What are federal agencies doing to fill out the cyber workforce?

For every 100 cybersecurity jobs nationwide, there are only 72 workers able to fill them. Approximately 315,000 more workers would be needed to close current supply gaps, despite the fact that the cybersecurity workforce is 1.1 million people strong nationwide already. 

That’s according to new data released Monday on Cyberseek, a data hub managed by the National Institute for Cybersecurity Education, or NICE — housed in the National Institute of Standards and Technology — alongside trade association CompTIA and labor market analytics company Lightcast.

The update, based on data for the 12-month period from September 2022 through August of this year, comes at the start of the seventh annual Cybersecurity Career Week, coordinated by NICE as part of Cybersecurity Awareness Month and meant to showcase career opportunities and pathways into the field.

The latest numbers do show some improvements in the talent gap overall, although demand for more workers is still strong. In the previous update, released in June, the supply-demand ratio was 69%, meaning there were 69 workers for every 100 cybersecurity job openings, according to a CompTIA spokesperson. 

Over the yearlong period covered by the new data, employers posted 572,392 job openings, also slightly less than the last period where just over 663,400 were posted. The federal government in particular, which employs over 11,000 cyber workers, posted just over 6,000 jobs in that time, according to Cyberseek. 

“The cybersecurity workforce is growing as… the demand is growing,” Rodney Peterson, NICE director, said during an event for Cybersecurity Career Week on Monday. 

He and other government speakers emphasized the importance of alternative pathways into the field. “There’s not just one way to become a cybersecurity practitioner,” said Peterson. 

The Biden-Harris administration issued a Cyber Workforce and Education Strategy over the summer that also emphasized the importance of multiple pathways into the field. 

Camille Stewart Gloster, deputy national cyber director for technology and ecosystem security, emphasized the need to diversify the workforce, both to fill empty seats and to best address the urgent problems faced by practitioners in the field.

“Understanding how technology is used in context is best done through… having diverse voices [and] faces in the room,” she said.

Stewart Gloster said the strategy emphasizes the need to move from static job descriptions to skills-based hiring in order to adapt more quickly to a rapidly changing tech landscape.
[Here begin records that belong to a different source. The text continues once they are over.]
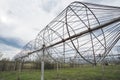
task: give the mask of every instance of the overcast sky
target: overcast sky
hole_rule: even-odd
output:
[[[75,0],[0,0],[0,52],[13,57]],[[120,6],[120,0],[77,0]]]

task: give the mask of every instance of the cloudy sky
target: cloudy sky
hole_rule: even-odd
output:
[[[0,0],[0,52],[13,57],[75,0]],[[120,6],[120,0],[77,0]]]

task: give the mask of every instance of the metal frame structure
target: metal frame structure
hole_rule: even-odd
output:
[[[44,56],[44,60],[64,63],[79,58],[96,65],[119,39],[120,7],[75,1],[14,58],[34,59],[39,56],[42,59]]]

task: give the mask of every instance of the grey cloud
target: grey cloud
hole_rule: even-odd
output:
[[[46,12],[51,12],[52,9],[54,9],[59,1],[57,0],[45,0],[45,1],[41,1],[41,6],[42,9]]]

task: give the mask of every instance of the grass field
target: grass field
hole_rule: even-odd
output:
[[[0,80],[40,80],[40,71],[0,72]],[[105,66],[104,72],[100,66],[45,70],[45,80],[120,80],[120,65]]]

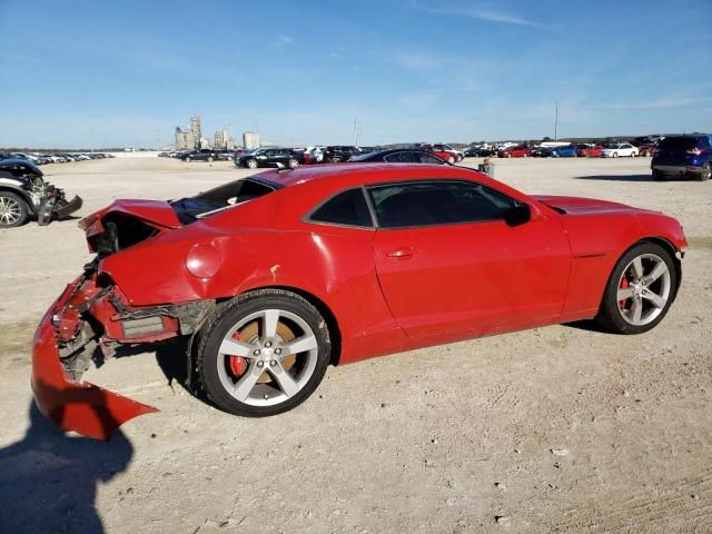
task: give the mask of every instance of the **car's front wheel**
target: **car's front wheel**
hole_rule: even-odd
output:
[[[236,415],[263,417],[294,408],[314,393],[330,362],[322,315],[280,289],[251,291],[222,305],[198,337],[202,389]]]
[[[670,253],[643,241],[625,253],[609,279],[596,319],[615,334],[641,334],[655,327],[678,291]]]
[[[22,226],[29,216],[27,202],[14,192],[0,191],[0,228]]]

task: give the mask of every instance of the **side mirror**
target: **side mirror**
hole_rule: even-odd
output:
[[[520,226],[532,220],[532,208],[528,204],[517,204],[504,214],[504,221],[508,226]]]

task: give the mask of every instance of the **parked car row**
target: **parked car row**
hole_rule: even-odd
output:
[[[494,156],[495,154],[498,158],[634,158],[641,155],[652,156],[653,150],[645,147],[645,151],[642,152],[630,142],[610,142],[603,146],[571,144],[556,147],[513,145],[496,150],[496,152],[493,149],[481,148],[465,150],[467,157]]]
[[[113,158],[106,152],[70,152],[70,154],[39,154],[39,152],[0,152],[0,160],[24,159],[34,165],[68,164],[69,161],[88,161],[90,159]]]
[[[698,158],[706,142],[683,149]],[[335,363],[594,318],[647,332],[675,300],[688,246],[663,214],[528,196],[454,165],[378,162],[117,199],[80,228],[97,256],[41,319],[31,382],[42,414],[101,439],[155,408],[81,383],[97,346],[108,357],[180,339],[175,357],[212,405],[271,416]]]

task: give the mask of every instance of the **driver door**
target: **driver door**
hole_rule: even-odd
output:
[[[510,226],[516,201],[469,180],[369,187],[376,273],[412,337],[458,338],[555,322],[566,296],[568,240],[536,214]]]

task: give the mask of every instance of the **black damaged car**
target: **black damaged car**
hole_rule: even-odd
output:
[[[247,167],[248,169],[257,167],[294,169],[305,162],[304,152],[291,148],[258,148],[236,156],[234,161],[236,167]]]
[[[65,191],[44,181],[42,171],[20,158],[0,160],[0,228],[21,226],[30,217],[39,225],[81,208],[81,198],[67,200]]]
This cross-administration push towards skills-based hiring across the federal government has led to an effort to rework the skills and competencies required for federal positions. If implemented, it could help cybersecurity professionals from pathways other than four-year degrees more easily fill federal jobs.

The Labor Department has been focused on registered apprenticeships in the cybersecurity sector, which can be “more equitable pathways into these jobs” because they allow people to get trained while they earn money, said Brent Parton, assistant secretary of the Employment and Training Administration at the Labor Department.

“We know there's profound equity challenges right now in terms of who's completing STEM-related college degrees,” said Parton, who noted that registered apprenticeships for cyber have taken off. “It's the right model at the right time for helping build out and expand that workforce and do so in an intentional and equitable way.”

Luke Rhine, deputy assistant secretary in the Education Department's Office of Career, Technical and Adult Education, emphasized the department's focus on career pathways into cybersecurity via work-based learning, dual enrollment and the use of industry credentials. 

Rhine spoke about the agency’s work to expand access to training programs for high-demand fields by connecting K-12 education with workforce programs and postsecondary education, saying the administration wants to “transform high schools into incubators of talent” through partnerships with state and local leaders, guidance, grants and more.

“It's vital that we provide today's students with increased access to high quality education and training programs in cybersecurity,” he said. 

Other highlights of this year’s Cybersecurity Career Week include a new Cybersecurity Ambassador Program at NICE meant to promote career awareness via a network of volunteers, as well as a social media campaign and the U.S. Cyber Games draft day event, among other things.